Zuweilen sieht es so aus, als versuchten die Verbände und Vereine tatsächlich, das Problem lieber durch Nichtbeachtung zu erledigen. Typische Reaktionen auf rassistische, antisemitische, diskriminierende Vorfälle, auch hierzulande, hören sich oft so an: Das sind doch nur 30 Leute von 30 000, das gibt es doch nicht nur bei uns, das wird doch alles aufgebauscht von den Medien. Dazu passt auch der Trend, in Deutschland, aber auch in England, die Stadien komplett zu entpolitisieren, mit der Begründung, man wolle jegliche Provokation vermeiden. So soll in London den Tottenham-Fans verboten werden, sich selbst als Juden zu bezeichnen und Israel-Fahnen mit zum Spiel zu bringen, und in Deutschland versuchen einige Vereine ausgerechnet jene Fangruppen aus den Stadien zu drängen, die offen gegen diskriminierendes Verhalten auftreten. So hat beispielsweise Fortuna Köln auch antirassistische Plakate im Stadion verboten. In der Logik der Funktionäre ziehen solche Statements die Rassisten erst an. Ein perfides, ja gefährliches Argument, das sich die Nazis längst zu eigen gemacht haben. Sie werben so zynisch wie offen dafür, die Politik aus den Stadien herauszuhalten, und die Klubs behaupten anschließend, sie könnten nichts gegen deren Stadionbesuch tun. Dabei droht völlig unterzugehen, dass diese Leute damit begonnen haben, die Fanblocks zurückzuerobern, also einen rechten Mainstream durchzusetzen – und dass nicht politische Äußerungen das Problem sind, sondern menschenverachtende Verhaltensweisen.

Das Magazin „11 Freunde“ beschäftigt sich seit seiner Gründung mit Themen wie den genannten, mit Rassismus, Diskriminierung und rechter Gewalt im Fußball. Nicht plakativ, nicht demonstrativ, nicht situativ, nicht kurzatmig alarmistisch und erst recht nicht pädagogisch. Sondern ernsthaft, kontinuierlich, analysierend, vorbildlich. Die Redakteure und Autoren recherchieren gründlich und direkt, in die örtliche Breite wie auch in die sachliche Tiefe, bis weit nach Odessa am Schwarzen Meer und tief hinunter in die Dorfplatzliga.

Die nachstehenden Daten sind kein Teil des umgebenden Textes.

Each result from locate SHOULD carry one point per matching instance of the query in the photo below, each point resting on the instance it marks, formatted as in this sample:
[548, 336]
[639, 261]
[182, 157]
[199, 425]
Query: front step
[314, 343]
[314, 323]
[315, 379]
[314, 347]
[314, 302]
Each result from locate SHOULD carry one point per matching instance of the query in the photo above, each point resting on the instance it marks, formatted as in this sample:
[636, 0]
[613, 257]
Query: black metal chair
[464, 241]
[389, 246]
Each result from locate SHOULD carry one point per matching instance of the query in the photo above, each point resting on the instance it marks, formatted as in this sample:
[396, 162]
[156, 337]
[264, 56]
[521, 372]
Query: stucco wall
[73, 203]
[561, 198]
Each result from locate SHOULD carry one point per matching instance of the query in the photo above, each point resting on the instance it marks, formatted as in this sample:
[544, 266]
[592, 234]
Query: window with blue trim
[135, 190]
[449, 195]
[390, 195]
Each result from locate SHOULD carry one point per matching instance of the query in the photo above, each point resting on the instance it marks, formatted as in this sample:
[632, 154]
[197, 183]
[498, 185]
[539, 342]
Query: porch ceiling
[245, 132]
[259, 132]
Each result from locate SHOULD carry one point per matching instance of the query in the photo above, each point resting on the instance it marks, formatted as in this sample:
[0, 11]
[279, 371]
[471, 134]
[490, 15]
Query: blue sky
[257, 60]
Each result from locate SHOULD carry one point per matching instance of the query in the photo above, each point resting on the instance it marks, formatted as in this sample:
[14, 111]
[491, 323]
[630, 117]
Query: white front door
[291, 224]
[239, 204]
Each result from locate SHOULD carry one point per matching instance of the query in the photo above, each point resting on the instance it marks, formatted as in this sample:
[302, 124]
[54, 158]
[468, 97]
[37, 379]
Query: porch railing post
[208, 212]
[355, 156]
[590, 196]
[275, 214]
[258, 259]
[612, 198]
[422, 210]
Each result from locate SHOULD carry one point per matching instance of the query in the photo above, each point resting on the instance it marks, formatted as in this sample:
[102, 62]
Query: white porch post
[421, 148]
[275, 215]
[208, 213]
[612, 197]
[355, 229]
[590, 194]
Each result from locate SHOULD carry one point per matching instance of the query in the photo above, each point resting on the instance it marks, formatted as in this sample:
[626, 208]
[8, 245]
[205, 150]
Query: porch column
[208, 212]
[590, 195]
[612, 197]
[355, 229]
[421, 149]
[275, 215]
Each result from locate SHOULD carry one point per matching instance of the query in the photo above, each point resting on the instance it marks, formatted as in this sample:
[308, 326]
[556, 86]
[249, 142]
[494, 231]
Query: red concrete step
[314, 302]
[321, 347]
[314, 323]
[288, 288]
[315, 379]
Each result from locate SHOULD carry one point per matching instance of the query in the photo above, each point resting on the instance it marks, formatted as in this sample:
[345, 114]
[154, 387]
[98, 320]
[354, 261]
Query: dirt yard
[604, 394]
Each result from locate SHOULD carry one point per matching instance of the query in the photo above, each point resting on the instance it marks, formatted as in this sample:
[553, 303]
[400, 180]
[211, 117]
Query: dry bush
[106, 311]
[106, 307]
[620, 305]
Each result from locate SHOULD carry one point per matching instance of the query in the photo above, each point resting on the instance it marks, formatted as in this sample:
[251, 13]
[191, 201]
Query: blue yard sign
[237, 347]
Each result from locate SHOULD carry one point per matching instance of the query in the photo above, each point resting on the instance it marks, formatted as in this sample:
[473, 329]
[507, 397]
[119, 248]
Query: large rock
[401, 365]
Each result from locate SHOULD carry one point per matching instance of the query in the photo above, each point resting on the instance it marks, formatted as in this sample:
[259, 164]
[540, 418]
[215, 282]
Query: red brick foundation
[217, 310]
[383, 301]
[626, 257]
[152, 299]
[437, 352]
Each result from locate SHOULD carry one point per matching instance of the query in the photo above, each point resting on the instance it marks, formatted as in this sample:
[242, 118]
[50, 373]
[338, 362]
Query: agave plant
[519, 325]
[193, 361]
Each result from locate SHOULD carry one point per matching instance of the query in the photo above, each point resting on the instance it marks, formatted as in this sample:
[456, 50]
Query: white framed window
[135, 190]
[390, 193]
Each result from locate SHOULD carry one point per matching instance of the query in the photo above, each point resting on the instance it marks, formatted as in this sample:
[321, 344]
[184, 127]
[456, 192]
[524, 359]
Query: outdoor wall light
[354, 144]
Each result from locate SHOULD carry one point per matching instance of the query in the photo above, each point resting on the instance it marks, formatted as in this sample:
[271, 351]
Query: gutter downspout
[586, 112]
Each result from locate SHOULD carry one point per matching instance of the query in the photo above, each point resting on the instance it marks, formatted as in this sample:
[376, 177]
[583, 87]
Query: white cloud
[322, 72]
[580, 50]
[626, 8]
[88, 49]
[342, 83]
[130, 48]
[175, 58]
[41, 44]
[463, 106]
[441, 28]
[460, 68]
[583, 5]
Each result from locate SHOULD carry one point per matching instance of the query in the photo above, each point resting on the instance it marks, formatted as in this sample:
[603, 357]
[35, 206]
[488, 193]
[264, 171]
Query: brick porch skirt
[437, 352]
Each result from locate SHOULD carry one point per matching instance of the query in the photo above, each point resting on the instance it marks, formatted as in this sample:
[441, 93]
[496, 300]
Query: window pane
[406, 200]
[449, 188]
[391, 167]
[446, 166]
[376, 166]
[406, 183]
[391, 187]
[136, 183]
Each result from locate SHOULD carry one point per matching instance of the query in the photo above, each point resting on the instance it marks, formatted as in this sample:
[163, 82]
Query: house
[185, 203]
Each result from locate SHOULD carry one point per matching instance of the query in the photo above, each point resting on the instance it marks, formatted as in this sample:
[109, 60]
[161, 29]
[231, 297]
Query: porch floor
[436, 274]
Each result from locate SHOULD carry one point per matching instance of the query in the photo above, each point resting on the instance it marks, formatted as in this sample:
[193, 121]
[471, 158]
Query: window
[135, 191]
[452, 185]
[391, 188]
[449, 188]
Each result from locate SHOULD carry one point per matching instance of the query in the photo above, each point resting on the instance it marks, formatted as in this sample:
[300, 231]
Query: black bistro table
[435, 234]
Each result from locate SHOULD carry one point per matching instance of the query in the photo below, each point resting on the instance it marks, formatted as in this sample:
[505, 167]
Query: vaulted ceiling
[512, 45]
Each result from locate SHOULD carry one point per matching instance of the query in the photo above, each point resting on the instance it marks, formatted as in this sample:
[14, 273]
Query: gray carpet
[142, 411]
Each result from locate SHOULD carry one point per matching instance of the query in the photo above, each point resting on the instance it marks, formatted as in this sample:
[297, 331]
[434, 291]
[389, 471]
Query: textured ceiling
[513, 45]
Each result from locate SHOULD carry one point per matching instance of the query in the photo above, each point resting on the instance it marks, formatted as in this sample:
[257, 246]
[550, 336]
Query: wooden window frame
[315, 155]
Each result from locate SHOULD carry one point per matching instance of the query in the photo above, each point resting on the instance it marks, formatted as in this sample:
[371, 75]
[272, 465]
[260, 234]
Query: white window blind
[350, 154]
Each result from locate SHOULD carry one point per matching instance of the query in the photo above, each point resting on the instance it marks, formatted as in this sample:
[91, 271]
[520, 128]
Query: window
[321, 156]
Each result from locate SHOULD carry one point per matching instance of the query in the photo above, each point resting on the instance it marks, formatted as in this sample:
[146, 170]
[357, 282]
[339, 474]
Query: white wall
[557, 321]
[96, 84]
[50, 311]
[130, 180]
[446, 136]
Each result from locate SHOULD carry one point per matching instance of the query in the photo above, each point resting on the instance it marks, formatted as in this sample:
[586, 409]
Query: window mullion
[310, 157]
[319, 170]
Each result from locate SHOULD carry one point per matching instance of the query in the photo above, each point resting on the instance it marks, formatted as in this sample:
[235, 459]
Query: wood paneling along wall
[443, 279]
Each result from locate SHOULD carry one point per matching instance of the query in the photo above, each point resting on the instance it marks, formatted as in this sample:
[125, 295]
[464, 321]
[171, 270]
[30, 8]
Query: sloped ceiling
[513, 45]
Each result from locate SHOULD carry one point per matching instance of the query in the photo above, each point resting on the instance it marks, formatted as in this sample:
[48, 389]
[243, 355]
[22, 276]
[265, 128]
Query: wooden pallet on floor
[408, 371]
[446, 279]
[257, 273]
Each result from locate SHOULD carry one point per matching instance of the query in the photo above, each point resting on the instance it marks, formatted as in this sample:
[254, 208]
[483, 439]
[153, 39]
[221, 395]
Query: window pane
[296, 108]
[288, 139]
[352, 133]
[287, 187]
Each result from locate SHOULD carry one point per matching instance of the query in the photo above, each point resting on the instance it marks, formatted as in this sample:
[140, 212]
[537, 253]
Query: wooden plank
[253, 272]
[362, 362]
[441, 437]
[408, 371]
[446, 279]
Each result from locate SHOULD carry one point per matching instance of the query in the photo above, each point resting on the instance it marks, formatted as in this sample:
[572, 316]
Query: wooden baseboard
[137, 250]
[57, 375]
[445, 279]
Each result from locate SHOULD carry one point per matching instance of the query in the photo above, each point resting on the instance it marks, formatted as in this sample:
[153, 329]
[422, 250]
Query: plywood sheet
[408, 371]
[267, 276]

Das aktuelle Heft ist dafür ein gutes Beispiel. Wer meint, über die gefährlichen Vorgänge bei Eintracht Braunschweig schon alles gelesen zu haben und mithin alles zu wissen, wird hier auf eine andere Erkenntnisebene geführt. Völlig frei von Klischees und unvoreingenommen berichten die Autoren über die Ergebnisse ihrer intensiven Recherche. Am Ende steht nicht ein schnelles Urteil, sondern das nachdenklich stimmende Fazit: „Eine Kultur des Vermittelns wurde über Jahre verpasst.“

Das exakte Gegenteil lässt sich über das Magazin „11 Freunde“ sagen. Wer durch die Ausgaben der vergangenen Jahre geht, bis zurück zur Gründung, sieht, dass sich das Thema Rassismus und rechte Gewalt im Sport wie ein brauner Faden durch die Hefte zieht. In einem der ersten Artikel über rechte Gewalt in italienischen Stadien, erschienen 2001, wurde Giacomo Ferrara zitiert, ein Fan von Hellas Verona. Er sagte: „Es kann nicht sein, dass wenige hundert Fans ein ganzes Stadion terrorisieren.“ So denken viele im Stadion. Sie wissen oft nur nicht genau, wie viele sie sind. „11 Freunde“ zeigt es ihnen. Das Magazin hat sich selbst eine gesellschaftliche Verantwortung übertragen, und es ist ihr besser gerecht geworden als so mancher Funktionär. Herausgebildet hat sich dabei ein Common Sense, der lange nicht selbstverständlich war: Wer Fußball liebt, wie „11 Freunde“ ihn liebt, kann niemals andere Menschen wegen ihrer Religion, ihrer Herkunft, ihrer Sexualität verachten.